Editor’s Note: I daresay Hamish MacDonald is a new breed of hustler. It’s well-understood that any investment deal comes at a small price, but this guy decided self-reliance was the way to go.
Mistake or no, it’s an admirable move, and sounds a whole lot more like true hustling than the majority of stories out there.
Like many entrepreneurship stories, ours started as a joke.
I was working for the University of Queensland as a social research grunt – cold calling people all around Australia and begging them to complete surveys, growing a very thick skin in the process. Before long, the horrible inefficiency of collecting opinions from people with no opinions to give and no motivation to give them became apparent. Frustrated, I joked to a friend that it would be easy to set up a better system of recruitment ourselves.
(Spoiler: It wasn’t easy).
My name is Hamish MacDonald. I’m a student of law and science (majoring in chemistry) at the University of Queensland. In 2012 I applied to iLab (Brisbane-based, university-owned startup incubator) with the vague idea of an online platform containing a comprehensive listing of paid research opportunities – a one-stop shop for people looking to make a social contribution, or just to earn some extra cash.
I brought on an old friend, a business and law student from QUT, as my partner – and somehow we were accepted into the germinate program, a three-day intensive startup workshop with a potential $20,000 at the end of the road. Without any real idea of what we were doing, we showed up at the workshop, feeling very much like sleepy-eyed lost children playing at grown-ups.

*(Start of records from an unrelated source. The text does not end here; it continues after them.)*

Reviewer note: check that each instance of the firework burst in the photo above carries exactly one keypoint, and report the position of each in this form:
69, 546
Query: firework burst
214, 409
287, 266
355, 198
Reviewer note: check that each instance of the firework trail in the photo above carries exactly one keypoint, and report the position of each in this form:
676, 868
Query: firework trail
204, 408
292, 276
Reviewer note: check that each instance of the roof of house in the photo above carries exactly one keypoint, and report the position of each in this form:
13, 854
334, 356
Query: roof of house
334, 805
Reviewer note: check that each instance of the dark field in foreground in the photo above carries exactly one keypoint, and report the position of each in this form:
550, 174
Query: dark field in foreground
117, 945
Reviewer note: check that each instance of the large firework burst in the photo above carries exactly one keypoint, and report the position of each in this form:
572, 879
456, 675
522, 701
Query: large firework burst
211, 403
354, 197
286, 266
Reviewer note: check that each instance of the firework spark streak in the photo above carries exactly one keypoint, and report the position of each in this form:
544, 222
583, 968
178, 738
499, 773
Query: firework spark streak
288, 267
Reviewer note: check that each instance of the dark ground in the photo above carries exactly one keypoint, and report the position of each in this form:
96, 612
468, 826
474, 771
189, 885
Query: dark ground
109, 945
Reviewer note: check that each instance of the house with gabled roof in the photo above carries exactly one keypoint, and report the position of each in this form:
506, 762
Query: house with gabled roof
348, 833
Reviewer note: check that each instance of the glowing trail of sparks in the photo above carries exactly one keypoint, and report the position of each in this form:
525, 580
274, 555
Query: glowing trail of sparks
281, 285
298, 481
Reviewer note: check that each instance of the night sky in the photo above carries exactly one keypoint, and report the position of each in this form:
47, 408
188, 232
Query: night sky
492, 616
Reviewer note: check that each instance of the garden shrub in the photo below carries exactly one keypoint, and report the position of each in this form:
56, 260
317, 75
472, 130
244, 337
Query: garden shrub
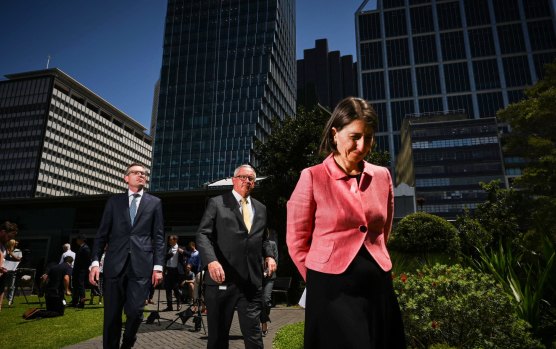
422, 232
459, 307
289, 337
472, 234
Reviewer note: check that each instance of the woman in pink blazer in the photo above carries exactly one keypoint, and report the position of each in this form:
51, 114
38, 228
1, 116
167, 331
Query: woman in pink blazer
339, 218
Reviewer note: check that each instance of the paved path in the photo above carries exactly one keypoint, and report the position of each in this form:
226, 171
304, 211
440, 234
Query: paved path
153, 336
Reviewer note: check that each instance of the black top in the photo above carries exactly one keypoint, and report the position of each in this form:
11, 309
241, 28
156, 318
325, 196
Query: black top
55, 285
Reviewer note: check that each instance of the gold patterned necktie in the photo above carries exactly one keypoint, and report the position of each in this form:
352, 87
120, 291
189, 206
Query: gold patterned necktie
246, 214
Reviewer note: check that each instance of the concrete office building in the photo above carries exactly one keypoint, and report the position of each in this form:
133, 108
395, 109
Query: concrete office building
228, 68
325, 77
58, 138
445, 156
423, 56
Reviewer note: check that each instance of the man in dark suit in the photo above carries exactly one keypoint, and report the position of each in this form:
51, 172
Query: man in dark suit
232, 245
132, 226
80, 271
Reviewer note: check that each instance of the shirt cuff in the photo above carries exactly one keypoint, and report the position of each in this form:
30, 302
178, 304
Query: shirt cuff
94, 264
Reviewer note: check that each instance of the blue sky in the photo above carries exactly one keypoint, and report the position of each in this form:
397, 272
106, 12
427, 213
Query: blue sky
114, 47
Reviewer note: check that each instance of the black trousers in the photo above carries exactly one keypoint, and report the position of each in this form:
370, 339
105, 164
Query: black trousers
78, 285
221, 302
357, 309
171, 283
126, 292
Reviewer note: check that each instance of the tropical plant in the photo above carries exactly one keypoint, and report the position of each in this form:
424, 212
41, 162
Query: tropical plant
458, 307
528, 284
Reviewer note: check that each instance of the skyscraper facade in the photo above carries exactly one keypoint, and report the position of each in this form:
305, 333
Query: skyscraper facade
228, 68
426, 56
445, 156
325, 77
58, 138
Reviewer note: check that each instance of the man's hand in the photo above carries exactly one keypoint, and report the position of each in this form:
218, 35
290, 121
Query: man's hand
157, 277
270, 265
216, 272
94, 276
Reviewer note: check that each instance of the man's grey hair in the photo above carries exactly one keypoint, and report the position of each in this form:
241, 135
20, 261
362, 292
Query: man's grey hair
236, 171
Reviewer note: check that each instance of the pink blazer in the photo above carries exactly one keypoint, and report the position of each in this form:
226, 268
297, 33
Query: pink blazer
330, 217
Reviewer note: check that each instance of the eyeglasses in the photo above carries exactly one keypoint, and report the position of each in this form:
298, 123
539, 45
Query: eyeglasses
246, 178
138, 173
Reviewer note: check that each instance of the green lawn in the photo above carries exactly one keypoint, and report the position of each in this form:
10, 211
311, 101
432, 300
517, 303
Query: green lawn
75, 326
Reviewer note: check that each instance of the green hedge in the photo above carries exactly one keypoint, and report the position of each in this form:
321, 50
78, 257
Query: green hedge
461, 308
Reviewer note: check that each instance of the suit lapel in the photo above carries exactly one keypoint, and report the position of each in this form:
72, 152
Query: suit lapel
144, 202
124, 207
257, 218
233, 205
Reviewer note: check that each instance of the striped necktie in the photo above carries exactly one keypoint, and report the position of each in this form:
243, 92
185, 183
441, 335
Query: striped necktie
133, 207
246, 214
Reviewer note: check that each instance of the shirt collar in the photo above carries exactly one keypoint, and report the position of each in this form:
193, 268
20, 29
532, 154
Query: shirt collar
239, 197
140, 192
337, 173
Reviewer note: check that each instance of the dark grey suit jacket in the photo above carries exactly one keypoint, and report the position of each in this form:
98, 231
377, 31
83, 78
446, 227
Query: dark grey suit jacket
222, 236
143, 242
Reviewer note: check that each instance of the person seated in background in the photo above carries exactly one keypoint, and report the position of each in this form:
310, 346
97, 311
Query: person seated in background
187, 286
57, 281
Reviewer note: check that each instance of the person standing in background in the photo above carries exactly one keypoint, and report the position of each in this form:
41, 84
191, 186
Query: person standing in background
268, 284
132, 225
80, 272
12, 254
66, 248
171, 280
232, 244
339, 217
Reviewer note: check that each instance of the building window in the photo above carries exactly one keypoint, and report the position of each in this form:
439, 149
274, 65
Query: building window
506, 10
481, 42
397, 52
464, 102
511, 38
456, 77
542, 35
536, 8
369, 26
394, 22
428, 81
489, 104
476, 12
373, 86
486, 74
400, 83
421, 19
380, 109
540, 60
453, 47
427, 105
371, 55
424, 49
399, 111
448, 15
516, 71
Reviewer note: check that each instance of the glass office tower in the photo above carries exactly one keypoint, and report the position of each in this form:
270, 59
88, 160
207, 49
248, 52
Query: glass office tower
228, 68
426, 56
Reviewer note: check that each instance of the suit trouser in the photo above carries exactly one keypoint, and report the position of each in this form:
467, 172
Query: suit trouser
127, 292
220, 312
171, 283
78, 285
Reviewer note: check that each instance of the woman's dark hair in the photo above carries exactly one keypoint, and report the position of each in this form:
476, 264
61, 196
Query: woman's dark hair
347, 110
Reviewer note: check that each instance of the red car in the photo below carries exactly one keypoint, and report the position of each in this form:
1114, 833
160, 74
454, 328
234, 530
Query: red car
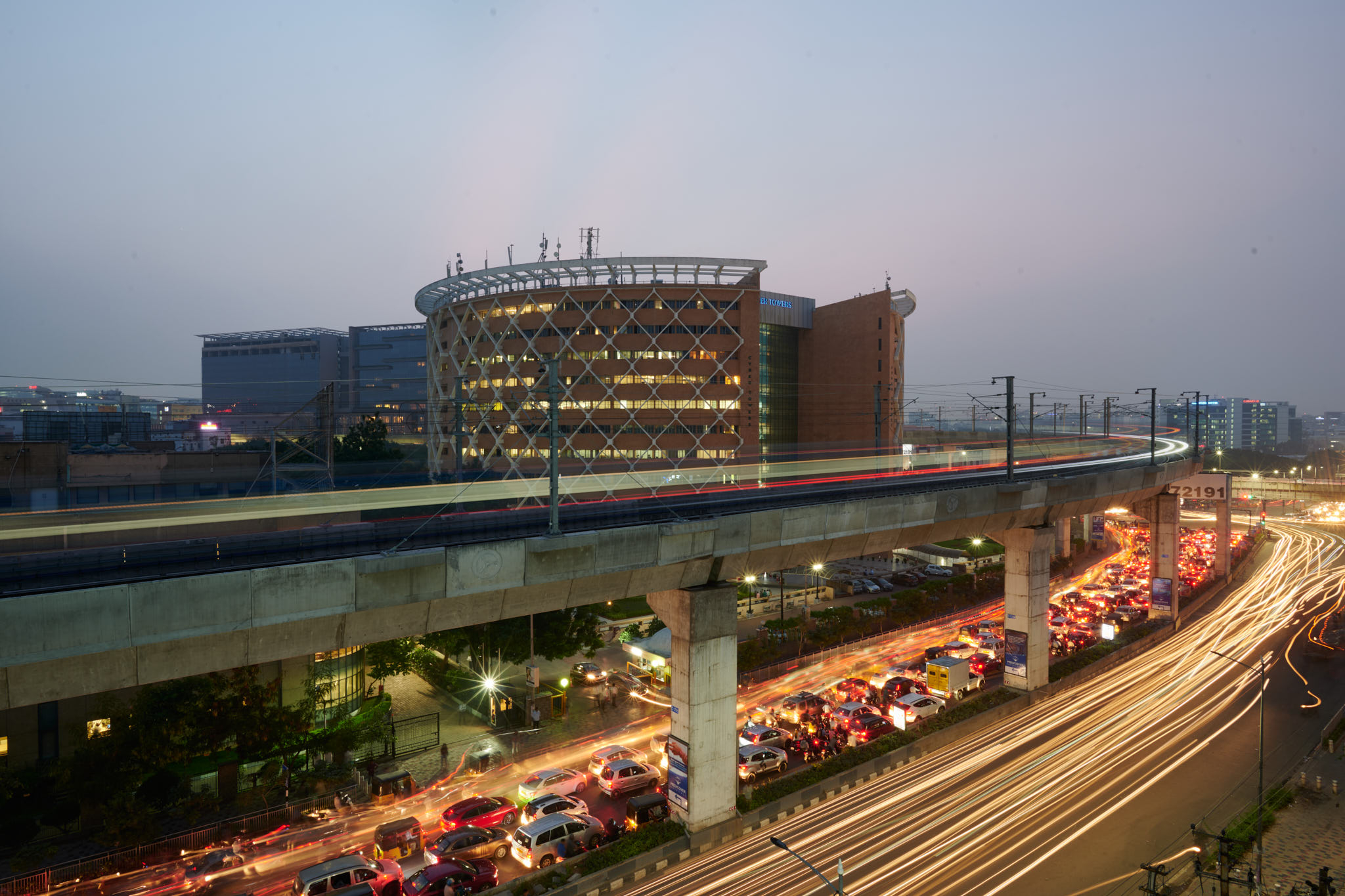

iLab was an amazing experience. We listened to lectures from an array of incredibly talented and successful people, including an original financer of PayPal, several local owners of small tech startups, and an established patent attorney. We met lots of aspiring entrepreneurs, several of whom have now successfully launched in Australia and internationally.
Most importantly, I realised that this is what I wanted to do with the rest of my life.
Made To cut a long story short, we somehow got offered the $20,000. Don’t ask, because I have no idea. The deal was that they would provide this initial capital and mentoring, and in return would receive 10% of any profits we made. It was here that we made our first huge mistake: we decided to decline the $20,000 and take a shot at creating our platform ourselves.
It turns out web development is expensive – much more expensive than we thought. Even with our fairly basic requirements, most of the quotes we received were upwards of $16,000 (which may have well been millions for the broke university students we were).
We decided to start by better gauging how much of a market was actually present for research participants, and to this end managed to secure meetings with the University of Queensland and with Q-Pharm, the biggest clinical trial organisation in Queensland. These meeting were hugely encouraging, and we decide to pivot from our original focus on social research and instead focus on recruiting participants for clinical research (where they are badly needed). We knew that university students would be interested in participating – we just needed to reach them.
It was obvious that we couldn’t afford to pay for development, so we reapplied for iLab in 2013. We were accepted and eventually offered a place in their Incubate program. This is basically a program which includes support, office space and mentoring- but without that crucial startup capital.
At the advice of some great people at iLab, we decided to use WordPress to create a cheap site, which could act as a minimum viable product and allow us to at least begin recruiting participants. We hired a friend to create the databases and more advanced coding that we would require, and I began teaching myself HTML and basic PHP to fill out the rest. About four months later, at the dawn of 2014, we had a useable site: Participays.
A few months later and we finally had our first signed contracts (having written the contracts ourselves). The website isn’t finished, especially the content itself, but it’s getting close – we’re hopeful that we’ll be able to launch within the next few months.
Which leaves us in the present – planning our launch strategy, printing out posters, and writing a last-minute application for the Pocketbook-Zookal Scholarship in the hopes of raising some much needed advertising funds. Thanks for running this scholarship – I think it’s a really worthwhile idea.